The receipts and expenditures of Ontario in 1868, were, respectively, $2,443,686 and $1,484,506; in 1878, $2,284,656 and $2,914,864; in 1888, $3,602,862 and $3,544,835; in 1899, $4,103,478 and $3,717,404. In Quebec they were $1,529,843 and $1,181,932 in 1868; $2,018,482 and $2,577,171 in 1878; $2,738,768 and $3,365,032 in 1888; $4,223,579 and $4,201,023 in 1899. The other Provinces have shown much smaller figures in their finances. The receipts of Nova Scotia in 1868 were $466,181 and in 1899, $876,828; the expenditures were, $532,808 in 1868 and $852,379 in 1899. The receipts of New Brunswick were $555,293 in 1868, and $764,439 in 1899; and the expenditures were, respectively, $485,267 and $749,644. Manitoba, in its first statistically organized year (1875) had receipts of $74,534 which had grown by 1899 to $776,234. The expenditures rose in the same years from $133,390 to $972,462. The revenue of British Columbia in 1872, when it entered Confederation, was $327,216 and in 1899 it had grown to $1,531,639. Meanwhile the expenditures increased from $432,083 to $2,156,474. Prince Edward Island had receipts of $270,559 in 1868 and $282,678 in 1899. Its expenditures were, respectively, $299,867 and $276,789.*

The debt of the Province of Ontario has been a much disputed point in Provincial politics.
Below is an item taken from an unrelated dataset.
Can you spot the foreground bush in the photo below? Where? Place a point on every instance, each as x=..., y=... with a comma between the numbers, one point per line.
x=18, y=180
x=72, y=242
According to the Report of a Royal Commission in March, 1900, the liabilities of the preceding year consisted of Railway and Annuity certificates with a present value of $3,053,876 and there was a surplus of assets over these liabilities of $2,250,832, The gross debt of Quebec in 1882 was $15,549,613 with assets of $8,725,943; in 1892 the figures were, respectively, $28,731,263 and $13,903,993; in 1900 they were $36,120,393 and $13,888,538. Nova Scotia in 1882 had a gross debt of $98,718 with assets of $596,183; in 1892 the figures were $3,133,761 and $1,506,619, respectively; in 1900 they were $4,059,518 and $1,346,216. New Brunswick had a debt of $1,228,413 in 1882 without stated assets; in 1892 the debt was $2,729,517 and the assets $561,228; in 1900 the figures were respectively, $3,449,966 and $598,880. The debt of Manitoba in 1882 was $108,151 and the assets $243,061; in 1892 the debt was $3,618,637 and the assets-including $3,707,196 of a Dominion Government debt allowance-were $6,417,965; in 1900 the figures were $8,615,863 and $9,566,056. British Columbia had a debt of $800,566 in 1882 with assets of $616,566; in 1892 the figures were $2,876,036 and $1,842,424, respectively; in 1900 they were $8,866,868 and $3,098,304. The total gross or actual debt of all the Provinces in 1900 was, therefore, $64,247,678.

The Finances of Ontario

On February 21, 1901, the Hon. G. W. Ross, Premier and Treasurer, delivered his Budget speech at Toronto. The assets of the Province upon December 31, 1900, were described as follows: Direct investments, $251,243; Funds held by the Dominion in behalf of the Province and upon which interest at the rate of 5 per cent. per annum is payable,

*These figures are condensed from the voluminous statistics of the Statistical Year Book.